One of Scotland’s greatest exports, Billy Connelly once said “there is no such thing as bad weather – only the wrong clothes”, he also said “there are two seasons in Scotland: June and Winter”! With this in mind and the Gore-Tex packed it was time for a road trip to see what adventure could be found in the rugged land.
Now it’s easy to romanticise about Scotland, poets and writers have long waxed lyrical about the soft heather covered hills, the craggy, majestic highlands and an atmosphere scented with the ‘angels share’ of perfect single malt whisky. But let us not forget, the highlands of Scotland are a rough and tough place, a hard and remote land, hewn from granite by time and unforgiving weather, and escapades are hard won! But for those seeking adventure, looking to escape the sanitized, waymarked routes and searching for experiences that last long beyond the brief adrenalin spikes of trail centres, the Highlands of Scotland offer a true nirvana. For those who journey through and over its many corries and bealachs the feeling of remoteness, space and emptiness cannot fail to inspire!

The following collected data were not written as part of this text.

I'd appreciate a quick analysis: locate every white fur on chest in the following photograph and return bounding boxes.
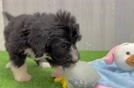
[24,48,51,68]
[24,48,35,58]
[24,48,47,60]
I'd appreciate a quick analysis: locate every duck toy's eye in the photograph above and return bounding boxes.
[126,51,131,55]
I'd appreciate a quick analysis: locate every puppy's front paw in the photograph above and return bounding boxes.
[15,74,32,82]
[40,62,51,68]
[6,62,11,69]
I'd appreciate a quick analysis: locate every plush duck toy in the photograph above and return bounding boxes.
[53,61,100,88]
[104,43,134,71]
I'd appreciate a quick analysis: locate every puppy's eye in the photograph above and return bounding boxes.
[61,43,70,49]
[126,51,130,55]
[61,44,67,48]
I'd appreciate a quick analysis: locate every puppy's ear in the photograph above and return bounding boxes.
[3,12,14,21]
[65,23,81,43]
[56,10,82,43]
[70,23,81,42]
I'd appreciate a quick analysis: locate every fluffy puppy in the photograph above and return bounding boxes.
[3,11,81,82]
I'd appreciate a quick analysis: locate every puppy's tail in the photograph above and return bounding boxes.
[3,12,14,21]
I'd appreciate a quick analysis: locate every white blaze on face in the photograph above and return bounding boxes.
[70,46,79,62]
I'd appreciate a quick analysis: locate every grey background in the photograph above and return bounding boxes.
[0,0,134,50]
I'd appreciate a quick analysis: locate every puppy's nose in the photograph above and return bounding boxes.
[126,55,134,67]
[72,55,80,63]
[72,59,78,63]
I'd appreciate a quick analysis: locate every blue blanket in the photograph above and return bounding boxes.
[89,59,134,88]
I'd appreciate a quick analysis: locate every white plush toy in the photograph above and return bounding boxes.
[53,61,100,88]
[104,43,134,71]
[64,61,100,88]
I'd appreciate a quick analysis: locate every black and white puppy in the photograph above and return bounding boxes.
[4,11,81,81]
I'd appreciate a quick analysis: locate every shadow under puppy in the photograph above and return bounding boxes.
[3,11,81,82]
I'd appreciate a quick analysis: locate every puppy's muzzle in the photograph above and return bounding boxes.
[126,55,134,67]
[71,59,78,64]
[72,53,80,64]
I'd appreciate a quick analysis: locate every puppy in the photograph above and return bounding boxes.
[3,10,81,82]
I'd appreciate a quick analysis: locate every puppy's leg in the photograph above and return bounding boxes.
[40,62,51,68]
[35,59,51,68]
[34,53,51,68]
[6,61,11,68]
[9,53,31,82]
[25,48,51,68]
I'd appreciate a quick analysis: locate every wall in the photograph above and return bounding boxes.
[116,0,134,44]
[1,0,134,50]
[0,0,4,50]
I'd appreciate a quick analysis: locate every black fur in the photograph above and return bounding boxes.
[4,10,81,68]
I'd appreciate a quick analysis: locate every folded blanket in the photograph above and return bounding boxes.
[89,59,134,88]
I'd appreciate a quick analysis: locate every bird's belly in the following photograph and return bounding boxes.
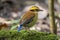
[23,14,38,28]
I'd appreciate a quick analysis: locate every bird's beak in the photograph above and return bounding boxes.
[39,9,43,11]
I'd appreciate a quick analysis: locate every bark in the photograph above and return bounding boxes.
[49,0,57,34]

Now, it is always great fun getting out on my bike, but after spending too much of the season riding the same home trails and focusing too much on racing, I was starting to lose the buzz! I needed some adventure and with a clear window in the weather a plan was quickly made! After rounding up a crew of buddies on a chilly morning we loaded our bikes, camping gear, ‘big day out’ clothing and handfuls of OS maps into the back of the van! A couple of coffees later and we hit the road, our target, the highlands! With chosen destinations sounding like Tolkien creations, magical names that ring out in the outdoor community, names like Skye, Torridon and Glencoe we knew we were in for something special.
Driving through the Highlands, the first thing that hits you of course is the amazing scenery, but for anyone used to the touristy Lake District the second soon becomes startlingly apparent, there is just nobody there! Andy Barlow from DirtSchool once quoted “you could bury a body out here and totally get away with it” and he is totally right! We drove for hours seeing hardly a soul, small villages leapt past the windows to leave us once again in sprawling moorland, overshadowed by gentle peaks
Arriving at our first destination we first sniffed out the essential bakery to load up on supplies and snacks for the day ahead. Like any rewarding adventure, big mountain rides in Scotland require proper equipment, planning and provisions. With many routes heading far from civilization, you need to up your game from a ‘trail centre’ mindset, understanding navigation is essential, you also need to look after your bike and keep a weather eye on the horizon! But with a dash of experience and enthusiasm, our bikes can carry us far into the remote wilderness!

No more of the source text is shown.